At the beginning of 2012 I spent a number of weeks at sea. Then late in the year I was on a journey to Iraq.
Neither was for real you understand, they were both the result of book journeys; that uncanny way in which one book leads to another and without really realising it you end up in the same world.
I went to sea with Jamrach’s Menagerie, carried out of London by Carol Birch's tale. The next stage in the journey was The Lifeboat by Charlotte Rogan. Without consciously choosing to, I'd picked another sea-faring tale. This is a dark book and tiring too. I badly wanted to get off that boat having spent too much time hanging on in the cold, thirsty and feeling threatened by my travelling companions.
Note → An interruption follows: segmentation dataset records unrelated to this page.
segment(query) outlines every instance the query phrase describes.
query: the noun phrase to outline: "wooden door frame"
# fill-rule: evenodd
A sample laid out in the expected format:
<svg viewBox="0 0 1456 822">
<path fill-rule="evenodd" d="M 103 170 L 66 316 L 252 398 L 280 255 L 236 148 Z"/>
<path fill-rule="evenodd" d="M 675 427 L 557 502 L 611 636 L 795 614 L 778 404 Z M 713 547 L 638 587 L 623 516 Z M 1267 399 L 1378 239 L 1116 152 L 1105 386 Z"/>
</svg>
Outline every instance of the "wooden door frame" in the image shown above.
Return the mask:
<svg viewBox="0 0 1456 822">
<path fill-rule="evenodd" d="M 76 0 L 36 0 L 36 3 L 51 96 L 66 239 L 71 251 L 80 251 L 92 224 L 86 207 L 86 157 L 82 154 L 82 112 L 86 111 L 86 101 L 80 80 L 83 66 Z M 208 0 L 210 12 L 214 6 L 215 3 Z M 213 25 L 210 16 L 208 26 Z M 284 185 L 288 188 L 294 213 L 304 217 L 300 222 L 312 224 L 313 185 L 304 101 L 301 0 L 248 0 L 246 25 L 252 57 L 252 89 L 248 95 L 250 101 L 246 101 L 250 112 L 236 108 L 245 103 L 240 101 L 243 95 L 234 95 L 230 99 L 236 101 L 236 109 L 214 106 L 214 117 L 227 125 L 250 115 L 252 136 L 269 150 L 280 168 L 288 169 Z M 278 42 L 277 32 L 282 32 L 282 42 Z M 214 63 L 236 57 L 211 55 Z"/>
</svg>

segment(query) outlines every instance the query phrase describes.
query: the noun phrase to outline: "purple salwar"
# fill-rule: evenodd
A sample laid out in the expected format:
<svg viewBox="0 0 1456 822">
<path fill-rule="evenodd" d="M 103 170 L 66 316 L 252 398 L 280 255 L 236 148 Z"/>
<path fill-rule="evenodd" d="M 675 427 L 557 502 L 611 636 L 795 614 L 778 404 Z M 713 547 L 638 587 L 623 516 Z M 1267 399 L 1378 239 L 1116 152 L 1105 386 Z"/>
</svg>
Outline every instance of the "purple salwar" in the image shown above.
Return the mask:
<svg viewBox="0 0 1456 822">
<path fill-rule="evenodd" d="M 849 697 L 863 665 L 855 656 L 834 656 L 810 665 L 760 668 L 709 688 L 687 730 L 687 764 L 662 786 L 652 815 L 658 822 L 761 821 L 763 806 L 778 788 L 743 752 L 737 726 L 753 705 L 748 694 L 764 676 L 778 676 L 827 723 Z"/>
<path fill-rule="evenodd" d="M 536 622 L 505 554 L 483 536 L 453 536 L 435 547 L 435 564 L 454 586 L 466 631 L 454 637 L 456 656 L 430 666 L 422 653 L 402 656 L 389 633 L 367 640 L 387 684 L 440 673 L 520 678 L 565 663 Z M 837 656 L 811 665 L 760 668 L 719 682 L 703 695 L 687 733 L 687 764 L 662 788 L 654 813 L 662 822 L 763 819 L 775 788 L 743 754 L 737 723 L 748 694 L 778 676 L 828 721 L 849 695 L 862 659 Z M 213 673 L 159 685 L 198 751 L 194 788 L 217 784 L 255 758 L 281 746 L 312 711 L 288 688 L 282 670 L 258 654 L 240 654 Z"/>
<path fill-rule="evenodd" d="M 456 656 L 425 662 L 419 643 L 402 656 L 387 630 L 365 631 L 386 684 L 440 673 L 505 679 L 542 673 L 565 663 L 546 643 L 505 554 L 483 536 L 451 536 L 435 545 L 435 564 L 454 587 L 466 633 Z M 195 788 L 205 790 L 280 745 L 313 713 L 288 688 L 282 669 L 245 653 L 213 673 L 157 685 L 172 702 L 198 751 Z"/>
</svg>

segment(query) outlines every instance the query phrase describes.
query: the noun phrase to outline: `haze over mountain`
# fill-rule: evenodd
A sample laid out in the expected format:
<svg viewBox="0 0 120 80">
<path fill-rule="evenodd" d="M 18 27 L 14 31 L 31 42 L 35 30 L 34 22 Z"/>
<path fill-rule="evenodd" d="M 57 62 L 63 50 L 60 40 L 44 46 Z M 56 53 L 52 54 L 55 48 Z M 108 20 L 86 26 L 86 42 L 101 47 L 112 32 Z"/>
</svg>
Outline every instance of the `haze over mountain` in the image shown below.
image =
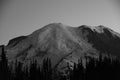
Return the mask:
<svg viewBox="0 0 120 80">
<path fill-rule="evenodd" d="M 72 27 L 51 23 L 27 36 L 9 41 L 5 46 L 9 62 L 16 59 L 41 64 L 49 57 L 53 67 L 73 65 L 79 58 L 110 54 L 120 57 L 120 34 L 102 25 Z"/>
</svg>

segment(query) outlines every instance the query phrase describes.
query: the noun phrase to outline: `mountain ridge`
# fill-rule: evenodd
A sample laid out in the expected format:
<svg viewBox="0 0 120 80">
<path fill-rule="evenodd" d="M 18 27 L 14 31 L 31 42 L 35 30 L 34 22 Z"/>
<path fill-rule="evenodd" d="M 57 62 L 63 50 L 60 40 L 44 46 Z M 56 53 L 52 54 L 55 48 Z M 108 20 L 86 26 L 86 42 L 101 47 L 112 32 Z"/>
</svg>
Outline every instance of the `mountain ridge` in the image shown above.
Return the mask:
<svg viewBox="0 0 120 80">
<path fill-rule="evenodd" d="M 35 58 L 39 64 L 49 57 L 53 66 L 73 65 L 80 57 L 110 54 L 120 56 L 120 34 L 98 26 L 71 27 L 62 23 L 48 24 L 28 36 L 9 41 L 5 51 L 9 61 L 24 63 Z M 114 47 L 113 47 L 114 46 Z M 59 63 L 59 64 L 58 64 Z"/>
</svg>

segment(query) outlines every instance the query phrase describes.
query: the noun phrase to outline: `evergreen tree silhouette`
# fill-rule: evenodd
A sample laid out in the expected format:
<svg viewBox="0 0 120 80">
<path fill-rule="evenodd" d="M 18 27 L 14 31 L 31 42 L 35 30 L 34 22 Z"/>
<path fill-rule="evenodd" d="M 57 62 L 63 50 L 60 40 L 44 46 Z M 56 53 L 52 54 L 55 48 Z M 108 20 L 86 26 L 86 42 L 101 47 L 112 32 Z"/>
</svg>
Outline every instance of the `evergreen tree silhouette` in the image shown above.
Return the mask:
<svg viewBox="0 0 120 80">
<path fill-rule="evenodd" d="M 0 80 L 8 80 L 9 76 L 9 67 L 8 60 L 6 58 L 4 45 L 1 46 L 1 61 L 0 61 Z"/>
</svg>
And much later, Iraq. This is an even stranger connection because what attracted me to Billy Lynn’s Long Half Time Walk was America. I am a sucker for any novel set in America and I loved this one by Ben Fountain. But Billy kept taking me back to Iraq, to a really horrible moment that had defined his life and coloured his view of everything, including America. Then, again without realising where I was headed, I bought Kevin Powers' The Yellow Birds. This time I really was in the dust of hot Iraq and it’s hung about me ever since.
I have just finished St Agnes Stand by Thomas Eidson. This is a wonderful book, so wonderful I am amazed it’s never been recommended to me before, so wonderful I read it in one sitting, so wonderful I visited New Mexico. I wonder where I am headed next.